“I ended up falling in love with computer science because it’s a way for me to create the tangible from the intangible and use that to actually help people as well.”
Pioneer scholar Kynnedy, from Cleveland, Ohio, has seen problems as opportunities begging for creative solutions since she was a child. She called herself “The Inventress,” and would invent little gadgets like pulley systems to make her chores more efficient and easier. After her Pioneer Research Program, Kynnedy is now thinking of how to become a “Digital Inventress,” using such new technologies as artificial intelligence, virtual reality, and enhanced human intelligence to find solutions to social problems as seemingly intractable as race relations.
Kynnedy’s Pioneer Research Program could have taken a number of different directions. She applied in the fields of psychology, music, and science, technology, and society, as well as computer science. As it turned out, her research concentration in the area of predictive data analytics was so useful to her goals for the future that she enrolled in a second Pioneer Research Program in digital mapping, “a sort of combination of computer science and more social science type research,” the spring of her senior year. In the fall, she will be continuing her studies in computer science at Columbia.
Kynnedy’s commitment to meeting challenges creatively helped make her Pioneer Research Program a success. She attended a high school where she wasn’t able to take a computer science course until her senior year, after her first Pioneer program, so when she joined her cohort of more experienced peers, she had only studied computer science on her own. She discovered she was not as proficient as she needed to be in the various computer languages that were being used, and found a creative solution to this problem by learning a new language that worked well for her and was useful for the work she was doing. That work involved testing various algorithms on the same data sets to see which worked better, and Kynnedy found that one of her algorithms was particularly useful on relatively small data sets, and concluded her paper with valuable recommendations for future study.
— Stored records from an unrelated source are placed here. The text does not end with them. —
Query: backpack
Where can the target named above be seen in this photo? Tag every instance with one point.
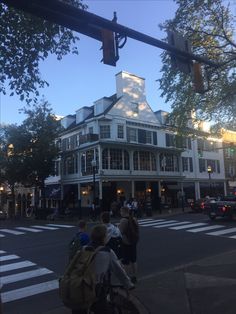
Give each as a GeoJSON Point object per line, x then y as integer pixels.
{"type": "Point", "coordinates": [115, 243]}
{"type": "Point", "coordinates": [132, 232]}
{"type": "Point", "coordinates": [77, 287]}
{"type": "Point", "coordinates": [75, 245]}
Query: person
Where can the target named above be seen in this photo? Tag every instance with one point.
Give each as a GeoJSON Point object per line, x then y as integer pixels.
{"type": "Point", "coordinates": [114, 239]}
{"type": "Point", "coordinates": [129, 244]}
{"type": "Point", "coordinates": [80, 239]}
{"type": "Point", "coordinates": [107, 266]}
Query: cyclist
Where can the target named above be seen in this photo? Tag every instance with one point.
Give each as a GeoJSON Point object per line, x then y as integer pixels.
{"type": "Point", "coordinates": [107, 267]}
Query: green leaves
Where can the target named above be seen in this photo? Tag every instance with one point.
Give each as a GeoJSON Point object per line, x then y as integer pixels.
{"type": "Point", "coordinates": [210, 28]}
{"type": "Point", "coordinates": [25, 41]}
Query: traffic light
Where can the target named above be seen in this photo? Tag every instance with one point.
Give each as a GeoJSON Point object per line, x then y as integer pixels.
{"type": "Point", "coordinates": [108, 47]}
{"type": "Point", "coordinates": [181, 43]}
{"type": "Point", "coordinates": [198, 78]}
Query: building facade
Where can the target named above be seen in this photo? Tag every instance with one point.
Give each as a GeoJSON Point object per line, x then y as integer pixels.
{"type": "Point", "coordinates": [119, 148]}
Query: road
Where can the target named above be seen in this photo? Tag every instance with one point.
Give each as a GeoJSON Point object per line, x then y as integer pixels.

This combination of learning an entirely new language and doing research that she detailed in a useful, technical 30-page paper was a turning point for Kynnedy. “Pioneer taught me not to doubt myself, that I am actually able to do this work at a high level,” she says. Her research also confirmed Kynnedy’s commitment to working on social issues. Data analytics is used in all kinds of e-commerce, but one of the most intriguing articles Kynnedy read had to do with doctors using augmented reality glasses with artificial intelligence to help them perform knee replacement surgeries. Kynnedy would like to experiment with augmented human intelligence to solve even more problems. She plans to do her undergraduate work in computer science and get a Ph.D. in human/computer interaction and artificial intelligence, so she can create her own software company that explores ways to augment human intelligence to solve social problems such as racially charged police interactions. Kynnedy plans to continue being The Inventress—and also to continue to enjoy being an accomplished violinist.